Travel agents on the mainland are reported to have been barred from booking any more group tours to Hong Kong in the wake of the protests, leaving some shop owners angry with the demonstrators.
“It has been an 80-percent decrease [in business]. This (the protest) is a 100-percent illegal occupation,” said Jimmy Luk who owns a traditional medicine shop in Causeway Bay, one of the protest sites.
Carrie Chan, who works at Baleno clothing shop, reported a 50-percent decline in sales since the start of the protest.
“We never expected Occupy Central to last this long,” she told AFP.
Hong Kong shares have lost around 10 percent since a year high in early September, though they ended 0.64 percent higher on Friday.

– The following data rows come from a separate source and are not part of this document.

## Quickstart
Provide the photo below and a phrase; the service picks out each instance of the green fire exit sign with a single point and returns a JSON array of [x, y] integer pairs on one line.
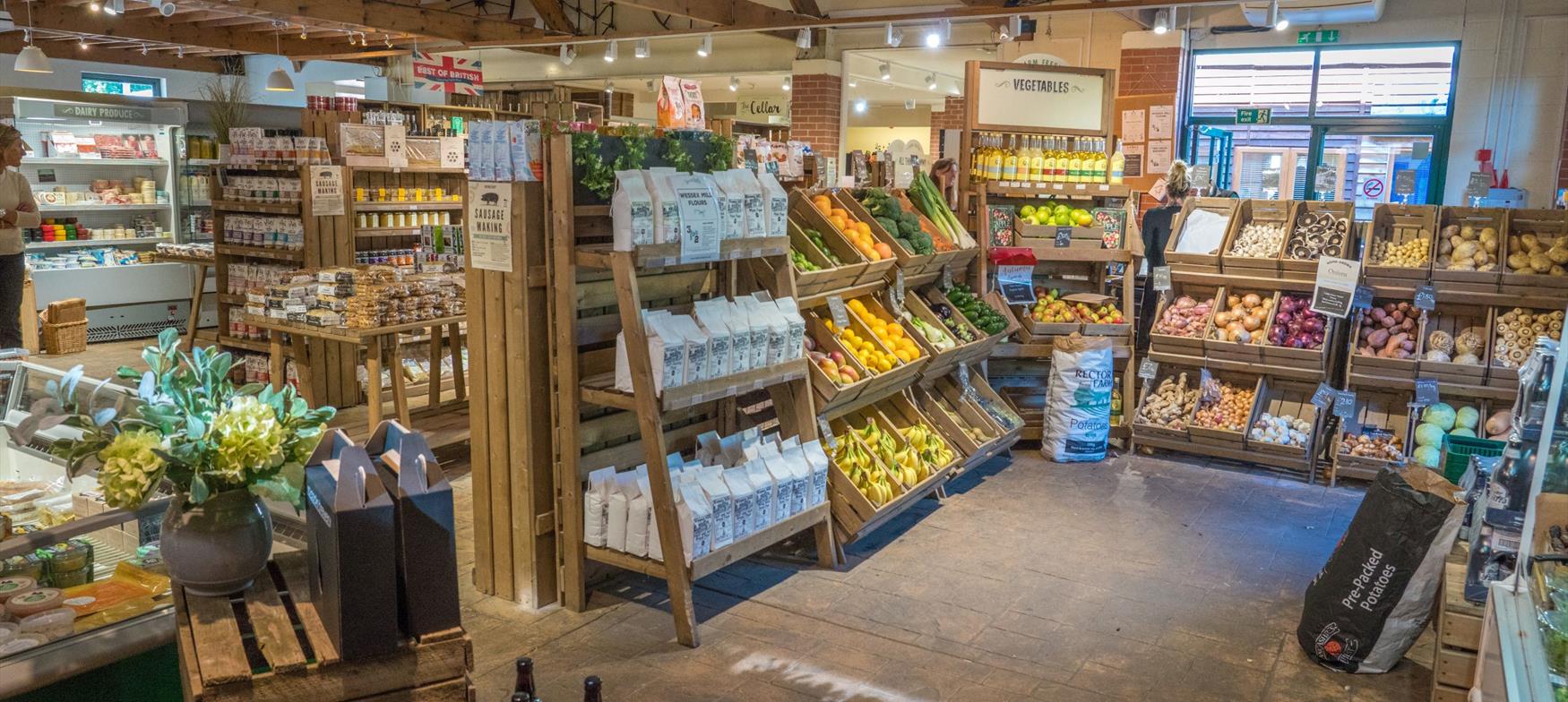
[[1321, 37]]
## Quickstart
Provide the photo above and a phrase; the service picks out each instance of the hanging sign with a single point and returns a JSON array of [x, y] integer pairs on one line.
[[1047, 99], [326, 192], [447, 74], [489, 226]]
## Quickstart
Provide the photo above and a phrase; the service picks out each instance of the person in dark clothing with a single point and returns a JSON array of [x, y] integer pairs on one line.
[[1156, 234]]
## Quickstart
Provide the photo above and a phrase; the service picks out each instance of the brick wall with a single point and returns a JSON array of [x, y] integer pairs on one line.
[[952, 116], [815, 112]]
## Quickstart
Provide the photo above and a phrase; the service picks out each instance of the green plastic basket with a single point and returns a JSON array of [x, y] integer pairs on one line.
[[1459, 449]]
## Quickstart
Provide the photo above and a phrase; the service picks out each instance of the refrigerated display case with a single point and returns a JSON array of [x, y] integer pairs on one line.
[[106, 175]]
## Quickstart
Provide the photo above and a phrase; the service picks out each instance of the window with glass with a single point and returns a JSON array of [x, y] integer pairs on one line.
[[1361, 124]]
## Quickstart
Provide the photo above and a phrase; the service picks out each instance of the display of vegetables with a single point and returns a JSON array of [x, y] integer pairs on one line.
[[1296, 325], [974, 309], [1471, 250], [1168, 405], [1517, 332], [1244, 319], [1185, 317], [1537, 254], [1223, 407], [1388, 331], [1260, 240]]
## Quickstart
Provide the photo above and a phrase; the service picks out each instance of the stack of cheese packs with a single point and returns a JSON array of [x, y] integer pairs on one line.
[[734, 488], [719, 338]]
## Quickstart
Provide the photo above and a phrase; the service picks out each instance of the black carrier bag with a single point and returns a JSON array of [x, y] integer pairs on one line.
[[1374, 595]]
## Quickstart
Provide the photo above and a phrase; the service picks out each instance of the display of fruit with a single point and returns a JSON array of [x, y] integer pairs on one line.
[[1317, 234], [1244, 319], [1285, 430], [1517, 332], [886, 330], [1260, 240], [1223, 407], [858, 232], [1185, 317], [1377, 445], [1413, 253], [1296, 325], [1168, 405], [1537, 254], [1388, 331], [1476, 250], [974, 309]]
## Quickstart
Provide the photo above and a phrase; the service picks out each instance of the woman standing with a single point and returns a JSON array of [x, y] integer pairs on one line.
[[1156, 234], [18, 210]]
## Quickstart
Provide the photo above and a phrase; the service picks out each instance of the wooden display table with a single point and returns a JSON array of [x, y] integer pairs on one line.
[[269, 645], [378, 344]]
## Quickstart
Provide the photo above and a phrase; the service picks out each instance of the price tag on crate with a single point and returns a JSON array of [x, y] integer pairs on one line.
[[840, 315], [1426, 298], [1346, 403], [1162, 278], [1323, 395], [1148, 369]]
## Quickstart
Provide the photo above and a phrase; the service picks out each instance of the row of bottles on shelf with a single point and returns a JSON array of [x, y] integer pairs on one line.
[[1045, 158]]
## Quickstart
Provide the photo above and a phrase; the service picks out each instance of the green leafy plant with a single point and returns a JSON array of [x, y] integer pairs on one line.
[[187, 428]]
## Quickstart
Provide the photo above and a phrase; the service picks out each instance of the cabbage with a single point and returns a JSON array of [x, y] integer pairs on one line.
[[1440, 414], [1429, 434], [1468, 419]]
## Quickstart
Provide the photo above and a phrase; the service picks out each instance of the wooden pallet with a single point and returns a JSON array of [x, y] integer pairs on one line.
[[267, 643]]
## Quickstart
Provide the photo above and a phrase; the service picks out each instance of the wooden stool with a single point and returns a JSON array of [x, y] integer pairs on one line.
[[269, 645]]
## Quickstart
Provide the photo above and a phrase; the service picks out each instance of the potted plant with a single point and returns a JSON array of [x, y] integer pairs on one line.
[[217, 447]]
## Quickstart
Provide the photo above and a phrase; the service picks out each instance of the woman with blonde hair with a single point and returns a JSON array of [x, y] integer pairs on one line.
[[18, 210], [1156, 234]]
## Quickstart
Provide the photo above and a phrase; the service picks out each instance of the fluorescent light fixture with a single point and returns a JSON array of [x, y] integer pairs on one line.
[[280, 81], [1275, 18]]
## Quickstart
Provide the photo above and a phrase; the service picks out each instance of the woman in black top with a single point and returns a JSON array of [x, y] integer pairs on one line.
[[1156, 234]]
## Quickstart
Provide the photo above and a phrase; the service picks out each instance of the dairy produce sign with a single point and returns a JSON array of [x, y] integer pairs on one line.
[[1045, 99]]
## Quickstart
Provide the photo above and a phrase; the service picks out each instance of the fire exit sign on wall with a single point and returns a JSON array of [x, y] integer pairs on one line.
[[1319, 37]]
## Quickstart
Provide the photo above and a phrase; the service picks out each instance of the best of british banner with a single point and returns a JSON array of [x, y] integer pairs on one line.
[[447, 74]]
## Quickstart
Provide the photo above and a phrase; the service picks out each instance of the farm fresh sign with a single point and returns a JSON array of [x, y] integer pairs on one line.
[[1045, 99]]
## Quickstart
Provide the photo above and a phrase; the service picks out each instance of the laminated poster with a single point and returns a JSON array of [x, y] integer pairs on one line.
[[489, 226]]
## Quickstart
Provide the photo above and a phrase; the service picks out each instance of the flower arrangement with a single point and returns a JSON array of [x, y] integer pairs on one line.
[[188, 426]]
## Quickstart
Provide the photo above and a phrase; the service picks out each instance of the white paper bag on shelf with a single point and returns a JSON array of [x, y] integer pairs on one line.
[[596, 505], [712, 482], [744, 492]]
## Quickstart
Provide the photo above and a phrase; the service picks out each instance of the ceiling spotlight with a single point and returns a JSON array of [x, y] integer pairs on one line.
[[1275, 18]]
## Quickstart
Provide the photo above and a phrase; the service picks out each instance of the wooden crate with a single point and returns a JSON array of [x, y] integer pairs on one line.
[[1455, 319], [1306, 269], [1260, 212], [1479, 218], [1398, 225], [1548, 225], [1191, 262], [248, 647]]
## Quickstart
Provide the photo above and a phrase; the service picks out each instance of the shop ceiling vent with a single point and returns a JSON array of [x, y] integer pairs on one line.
[[1308, 13]]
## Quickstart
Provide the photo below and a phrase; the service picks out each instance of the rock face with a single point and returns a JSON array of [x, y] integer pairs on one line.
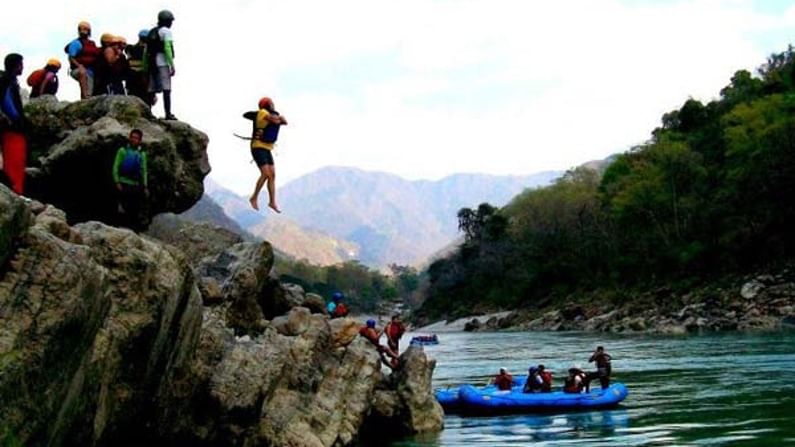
[[73, 146], [105, 341]]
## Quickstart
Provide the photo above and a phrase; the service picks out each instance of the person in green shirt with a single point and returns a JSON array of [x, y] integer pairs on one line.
[[131, 179]]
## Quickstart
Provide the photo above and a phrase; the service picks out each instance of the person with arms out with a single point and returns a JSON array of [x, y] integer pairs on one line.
[[13, 124], [372, 334], [44, 81], [503, 380], [132, 181], [265, 132], [159, 59], [394, 332], [83, 54], [603, 369]]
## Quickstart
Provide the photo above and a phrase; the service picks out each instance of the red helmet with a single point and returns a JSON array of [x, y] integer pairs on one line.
[[265, 103]]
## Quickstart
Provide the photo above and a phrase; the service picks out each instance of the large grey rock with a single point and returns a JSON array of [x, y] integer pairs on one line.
[[97, 323], [73, 146]]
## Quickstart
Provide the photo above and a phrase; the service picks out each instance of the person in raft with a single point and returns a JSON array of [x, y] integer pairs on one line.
[[265, 132], [13, 124], [503, 380], [603, 369], [372, 334]]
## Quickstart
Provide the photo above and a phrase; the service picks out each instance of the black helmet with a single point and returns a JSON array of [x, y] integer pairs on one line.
[[165, 16]]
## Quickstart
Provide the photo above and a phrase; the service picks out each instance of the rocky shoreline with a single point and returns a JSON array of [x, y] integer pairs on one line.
[[760, 302], [109, 337]]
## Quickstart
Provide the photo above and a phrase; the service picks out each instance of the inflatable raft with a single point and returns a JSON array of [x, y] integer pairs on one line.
[[423, 340], [489, 400]]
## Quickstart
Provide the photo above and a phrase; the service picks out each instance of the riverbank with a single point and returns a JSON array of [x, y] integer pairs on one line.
[[763, 301]]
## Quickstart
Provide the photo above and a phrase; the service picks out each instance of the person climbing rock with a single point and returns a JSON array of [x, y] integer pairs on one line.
[[372, 334], [394, 332], [336, 308], [13, 124], [83, 54], [159, 59], [44, 81], [265, 131], [131, 178]]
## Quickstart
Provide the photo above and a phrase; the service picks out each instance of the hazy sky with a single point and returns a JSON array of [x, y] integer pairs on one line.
[[424, 89]]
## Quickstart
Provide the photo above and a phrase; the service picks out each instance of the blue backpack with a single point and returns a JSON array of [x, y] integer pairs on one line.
[[131, 164]]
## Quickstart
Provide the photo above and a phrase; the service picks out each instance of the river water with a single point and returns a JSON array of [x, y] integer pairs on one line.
[[701, 390]]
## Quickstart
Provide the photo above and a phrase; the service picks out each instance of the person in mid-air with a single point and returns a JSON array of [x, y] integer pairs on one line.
[[265, 131]]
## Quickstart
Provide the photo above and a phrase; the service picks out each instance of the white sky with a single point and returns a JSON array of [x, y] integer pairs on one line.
[[424, 88]]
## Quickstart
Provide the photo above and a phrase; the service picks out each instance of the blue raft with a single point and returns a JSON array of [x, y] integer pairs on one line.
[[489, 400]]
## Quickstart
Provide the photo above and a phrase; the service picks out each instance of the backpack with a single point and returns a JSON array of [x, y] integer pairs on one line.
[[131, 164], [35, 78]]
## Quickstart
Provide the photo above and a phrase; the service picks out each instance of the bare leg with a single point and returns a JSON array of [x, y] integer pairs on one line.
[[270, 172], [260, 181]]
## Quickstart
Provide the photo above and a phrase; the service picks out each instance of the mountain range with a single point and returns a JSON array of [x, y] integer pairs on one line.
[[340, 213]]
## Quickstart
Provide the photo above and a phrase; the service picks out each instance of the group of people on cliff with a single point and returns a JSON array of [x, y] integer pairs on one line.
[[540, 380]]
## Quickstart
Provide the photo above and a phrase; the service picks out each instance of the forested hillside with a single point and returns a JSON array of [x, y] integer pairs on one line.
[[711, 193]]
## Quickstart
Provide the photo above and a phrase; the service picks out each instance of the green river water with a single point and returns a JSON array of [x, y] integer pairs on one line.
[[700, 390]]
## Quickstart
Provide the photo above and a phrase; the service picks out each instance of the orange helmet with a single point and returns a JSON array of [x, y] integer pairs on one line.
[[265, 102]]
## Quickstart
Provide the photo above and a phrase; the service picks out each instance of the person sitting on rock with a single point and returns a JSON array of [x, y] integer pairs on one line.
[[503, 380], [394, 331], [372, 334], [132, 182], [44, 81], [603, 369], [336, 308], [575, 382]]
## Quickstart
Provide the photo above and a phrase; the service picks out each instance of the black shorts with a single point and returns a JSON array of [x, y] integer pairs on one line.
[[262, 157]]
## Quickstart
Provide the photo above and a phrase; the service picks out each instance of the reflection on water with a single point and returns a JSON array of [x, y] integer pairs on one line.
[[710, 390]]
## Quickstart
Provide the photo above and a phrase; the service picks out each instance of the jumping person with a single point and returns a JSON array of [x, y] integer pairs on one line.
[[83, 54], [265, 132], [13, 124], [159, 59]]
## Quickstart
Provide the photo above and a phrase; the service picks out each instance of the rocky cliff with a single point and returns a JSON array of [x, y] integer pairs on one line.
[[73, 145], [108, 337], [111, 338]]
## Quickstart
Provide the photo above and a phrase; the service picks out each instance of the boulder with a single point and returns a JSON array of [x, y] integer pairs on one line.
[[73, 146], [98, 323], [404, 403]]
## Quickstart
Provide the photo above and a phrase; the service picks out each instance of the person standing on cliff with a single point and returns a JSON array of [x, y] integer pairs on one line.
[[83, 54], [132, 181], [13, 124], [159, 59], [603, 369], [394, 331], [267, 122]]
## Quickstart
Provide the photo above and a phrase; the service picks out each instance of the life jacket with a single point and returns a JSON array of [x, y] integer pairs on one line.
[[395, 331], [131, 164], [155, 45], [89, 53], [340, 310], [270, 133]]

Retails shares in particular have slid since demonstrators took over parts of the city.
But some analysts say that the initial market reaction to the protests may have been overblown.
“It is still a powerful financial center,” said Michael Kugelman, an Asia expert with the Woodrow Wilson International Center for Scholars.
Some businesses have seen protest-driven rises in sales of particular items.
“I think I’ve sold at least 60 umbrellas in the last few days,” said market stallholder Yip Man-fong, 75, a small glimmer as his general sales had dropped 40 percent.
Umbrellas have become a symbol of the protest movement after protesters used them to shield themselves from pepper spray fired by police.
Sports shop owner Salina Tsang also reported high sales of swimming goggles—also being used to shield protesters’ eyes from tear gas—again a drop in the ocean of a general downturn.
“Our customers are mainland tourists. There are barely any here,” she said.